Today, Frederick’s cancer is gone, her prognosis is excellent, and she has returned to work. “If it wasn’t for everyone at Rush, we don’t know what we would have done,” she says.
Frederick is one of the 2,225 patients who received assistance through Rush’s charity care program last year. During fiscal year 2009, Rush provided more than $16 million in charity care and financial assistance for our patients.
Many of the people in the charity care program already are established patients at Rush whose circumstances have changed. “With the economy being the way it is, a lot of our patients have lost their jobs and no longer have health insurance. They may be in the middle of cancer treatment or some other ongoing treatment, and they’re facing a continuation of care issue,” says Stephanie M. Young, who helped Connie Frederick access the charity care program. A financial counselor in admitting until August, Young now assists patients at Rush as a patient access coordinator with Affiliated Radiologists.
Other patients may face financial challenges because their insurance has deductibles that are greater than their means, such as seniors with limited incomes, or they may be employed but unable to afford the cost of their employer’s health insurance plan.
The four financial counselors in admitting help patients enroll in the charity care program. They review each patient’s financial information and insurance and look for ways to help. If a patient qualifies for Illinois Medicaid, the health insurance plan offered through the Illinois Department of Public Aid, a counselor will explain to the patient how to enroll in the program.
A patient whose household income is too high to qualify for Medicaid but is less than four times the federal poverty guidelines qualifies to have some or all of their hospital expenses covered through Rush’s charity care program. For example, a single person who makes no more than $32,490 a year is eligible for the program’s full coverage, and a single individual who makes less than $43,332 a year qualifies for the 70 percent coverage.
Understandably, patients are anxious when they meet with a financial counselor. In addition to helping them with financial issues, the financial counselors help ease their minds. “We assure them that Rush is here for them, that we’re here to help them and not turn them away just because they don’t have insurance or aren’t able to pay,” Young says. “We explain to them that we understand they have the need for services.”
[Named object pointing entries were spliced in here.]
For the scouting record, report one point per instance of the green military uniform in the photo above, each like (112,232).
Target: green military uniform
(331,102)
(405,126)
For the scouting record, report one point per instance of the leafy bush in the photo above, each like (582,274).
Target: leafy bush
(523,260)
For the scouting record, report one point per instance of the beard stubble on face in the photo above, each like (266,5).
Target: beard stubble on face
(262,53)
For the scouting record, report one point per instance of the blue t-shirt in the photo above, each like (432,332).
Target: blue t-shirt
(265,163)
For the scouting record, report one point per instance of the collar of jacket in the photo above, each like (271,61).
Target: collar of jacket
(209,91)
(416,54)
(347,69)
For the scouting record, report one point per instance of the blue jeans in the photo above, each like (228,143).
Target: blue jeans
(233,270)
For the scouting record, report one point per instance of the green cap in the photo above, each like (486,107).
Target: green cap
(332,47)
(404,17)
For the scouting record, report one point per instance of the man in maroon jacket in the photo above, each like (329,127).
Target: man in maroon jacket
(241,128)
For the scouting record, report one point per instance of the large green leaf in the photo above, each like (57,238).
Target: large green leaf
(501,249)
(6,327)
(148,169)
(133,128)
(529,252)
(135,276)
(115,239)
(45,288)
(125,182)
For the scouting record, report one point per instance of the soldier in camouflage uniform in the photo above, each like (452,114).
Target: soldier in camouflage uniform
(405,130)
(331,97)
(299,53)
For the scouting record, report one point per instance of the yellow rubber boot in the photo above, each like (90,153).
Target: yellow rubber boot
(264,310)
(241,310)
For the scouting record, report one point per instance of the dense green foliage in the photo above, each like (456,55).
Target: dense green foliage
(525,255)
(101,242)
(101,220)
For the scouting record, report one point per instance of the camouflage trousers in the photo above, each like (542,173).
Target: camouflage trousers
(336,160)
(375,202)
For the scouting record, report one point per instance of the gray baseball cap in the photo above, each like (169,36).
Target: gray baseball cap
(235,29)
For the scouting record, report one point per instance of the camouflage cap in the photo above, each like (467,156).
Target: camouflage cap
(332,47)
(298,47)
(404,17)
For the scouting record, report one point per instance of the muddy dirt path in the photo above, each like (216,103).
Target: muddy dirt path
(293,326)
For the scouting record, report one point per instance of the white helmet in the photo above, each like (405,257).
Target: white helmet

While the circumstances that cause a patient to need the help of the charity care program vary widely, Young has found that the patients she helps have one thing in common. “They’re adamant about getting services at Rush,” she says. “They all say the same thing, that Rush has the best doctors, the best facility. The underlying concern in every patient encounter is they want to receive their services here.”
Young takes deep satisfaction in having helped patients receive that care through the charity care program. “It’s a wonderful program. You could actually see the fear removed from a patient’s face because they knew they were going to be taken care of. It changed their tears into smiles of gratitude,” she says. “I saw it over and over again, and that’s an amazing thing to be a part of.”